The knees got better, but there was always another injury.  I had a cluster of warts on my foot all summer one year (ick, sorry...darn pool), pneumonia type sickness for a couple months, fibromyalgia pain until I realized I could cure that with Vitamin D, and then came the Plantar Fasciitis.  It  seemed that no matter what I did, there was always a set back and the PF was the worst.  It arrived in January of 2012 and set me back a whole year.  The pain was out of control for most of the year and slowly got better, but I couldn't run at all until late summer of 2012.  And run I did!  I stretched and stretched, took it slow, and crosstrained.  I also cut my calories and lost some more weight, which seemed to help, and in October 2012 finally ran my first official 5K!  (oh and FINALLY a picture!)

My trusty running companion, Dallas, my 17 year old son had joined me in training in the previous past couple years.  We ran it together and it was our first race! 

What a fantastic feeling!  Hooked once again, I decided that it was time I ran the Princess Half Marathon at my favorite place in the world...Disney World!  I have been reading about it for 2 years and I am determined to find a way to be injury free and run those 13.1 miles!  The race is February 21st, 2014 and I WILL be there running!  THAT brings us up to date.  Shew!  I have lots of other thoughts on staying injury free, those are future posts, however.  I just wanted to get my running history down here as a start.

This feeling I get when I run, it's powerful and amazing and free.  It hasn't just freed my mind though, it has transformed my body as well.  I recently turned 40 and I'm healthier than I was in my 20s.  I'm strong and feel younger than I did when I was young!  I put together a side-by-side on my 40th to see how far I have come and how much running has done for me.

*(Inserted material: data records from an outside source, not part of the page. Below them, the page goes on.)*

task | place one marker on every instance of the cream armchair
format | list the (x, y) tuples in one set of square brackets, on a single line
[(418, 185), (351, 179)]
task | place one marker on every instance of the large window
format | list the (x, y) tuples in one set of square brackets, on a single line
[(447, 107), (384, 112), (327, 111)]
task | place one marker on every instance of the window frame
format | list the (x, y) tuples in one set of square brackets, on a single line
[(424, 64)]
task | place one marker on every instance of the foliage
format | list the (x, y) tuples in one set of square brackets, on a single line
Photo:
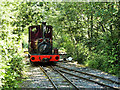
[(89, 32)]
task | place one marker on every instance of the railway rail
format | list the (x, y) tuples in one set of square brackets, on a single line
[(52, 82), (102, 84)]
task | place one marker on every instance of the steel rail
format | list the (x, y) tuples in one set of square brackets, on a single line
[(49, 78), (89, 74), (65, 78), (89, 80)]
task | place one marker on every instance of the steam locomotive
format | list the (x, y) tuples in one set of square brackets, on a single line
[(40, 44)]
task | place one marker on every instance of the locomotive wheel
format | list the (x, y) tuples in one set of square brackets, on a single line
[(32, 63)]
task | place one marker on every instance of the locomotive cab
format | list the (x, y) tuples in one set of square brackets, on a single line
[(40, 44)]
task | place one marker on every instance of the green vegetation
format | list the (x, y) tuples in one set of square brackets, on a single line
[(89, 32)]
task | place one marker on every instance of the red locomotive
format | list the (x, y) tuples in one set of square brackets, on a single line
[(40, 44)]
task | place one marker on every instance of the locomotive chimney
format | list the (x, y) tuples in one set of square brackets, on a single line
[(44, 28)]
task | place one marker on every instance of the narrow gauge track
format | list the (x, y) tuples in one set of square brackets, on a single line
[(52, 82), (87, 78)]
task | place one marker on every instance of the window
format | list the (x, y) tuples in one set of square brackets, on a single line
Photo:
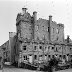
[(52, 47), (49, 56), (60, 56), (40, 55), (48, 29), (40, 47), (57, 38), (25, 57), (56, 49), (49, 47), (71, 55), (57, 30), (53, 30), (24, 47), (35, 56), (64, 56), (37, 27), (35, 47), (52, 56)]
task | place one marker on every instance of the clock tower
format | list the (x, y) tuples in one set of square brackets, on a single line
[(24, 26)]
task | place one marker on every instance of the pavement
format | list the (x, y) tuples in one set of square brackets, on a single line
[(13, 69)]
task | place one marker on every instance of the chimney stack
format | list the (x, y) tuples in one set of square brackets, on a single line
[(35, 16), (24, 10), (68, 38)]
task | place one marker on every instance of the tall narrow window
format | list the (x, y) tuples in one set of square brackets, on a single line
[(35, 47), (37, 27), (35, 56)]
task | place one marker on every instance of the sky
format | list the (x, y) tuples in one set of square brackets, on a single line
[(61, 11)]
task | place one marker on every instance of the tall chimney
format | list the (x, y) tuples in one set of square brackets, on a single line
[(35, 16), (49, 27), (24, 10)]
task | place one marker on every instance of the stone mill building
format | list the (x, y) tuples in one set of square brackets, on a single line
[(37, 41)]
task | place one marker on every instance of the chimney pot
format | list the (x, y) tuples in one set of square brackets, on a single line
[(24, 10)]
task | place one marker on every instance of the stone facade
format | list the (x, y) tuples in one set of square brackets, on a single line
[(39, 40)]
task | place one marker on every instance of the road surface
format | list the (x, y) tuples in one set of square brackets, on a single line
[(13, 69)]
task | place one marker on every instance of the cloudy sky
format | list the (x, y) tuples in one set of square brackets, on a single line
[(61, 10)]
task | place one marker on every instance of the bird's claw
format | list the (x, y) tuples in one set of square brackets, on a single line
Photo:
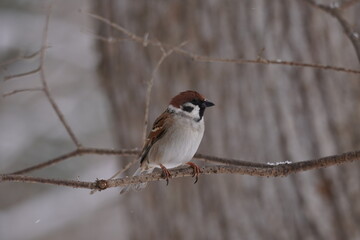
[(166, 173), (197, 170)]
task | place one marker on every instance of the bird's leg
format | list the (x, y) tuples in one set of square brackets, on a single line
[(197, 170), (166, 173)]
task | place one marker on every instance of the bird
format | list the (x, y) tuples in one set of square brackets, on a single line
[(174, 138)]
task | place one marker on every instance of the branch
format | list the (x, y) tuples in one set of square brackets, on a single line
[(45, 85), (151, 82), (22, 90), (259, 169), (18, 58), (6, 78), (335, 11), (200, 58), (79, 152)]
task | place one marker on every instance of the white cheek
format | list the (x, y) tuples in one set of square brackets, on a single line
[(195, 113)]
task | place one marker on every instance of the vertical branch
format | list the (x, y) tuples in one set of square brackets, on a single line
[(151, 82), (45, 85)]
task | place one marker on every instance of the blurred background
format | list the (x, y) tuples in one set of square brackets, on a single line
[(263, 113)]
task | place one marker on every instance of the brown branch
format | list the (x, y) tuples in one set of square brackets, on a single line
[(260, 170), (46, 88), (6, 78), (79, 152), (346, 4), (201, 58), (335, 11), (18, 58), (150, 83), (22, 90)]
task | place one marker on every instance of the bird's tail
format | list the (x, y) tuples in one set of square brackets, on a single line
[(139, 186)]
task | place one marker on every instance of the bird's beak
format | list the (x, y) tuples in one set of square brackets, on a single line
[(207, 103)]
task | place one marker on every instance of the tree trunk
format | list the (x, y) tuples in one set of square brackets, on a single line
[(263, 113)]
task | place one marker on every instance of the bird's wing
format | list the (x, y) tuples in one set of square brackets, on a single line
[(158, 130)]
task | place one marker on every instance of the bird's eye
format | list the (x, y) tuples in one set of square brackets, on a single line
[(195, 101), (187, 108)]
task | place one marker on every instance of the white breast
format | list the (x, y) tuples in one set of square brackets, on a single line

and more than anything, running has transformed how I feel about myself.  I told my best friend that I finally feel like my insides are starting to show on my outside!  I've always felt like I didn't look on the outside like I felt on the inside.  I feel young and strong and fun and athletic!  I'm a runner, and I'm proud to call myself that now, even after quite a few years of denying that label to myself.  I'm done denying myself, I AM a runner and I FEEL like a runner!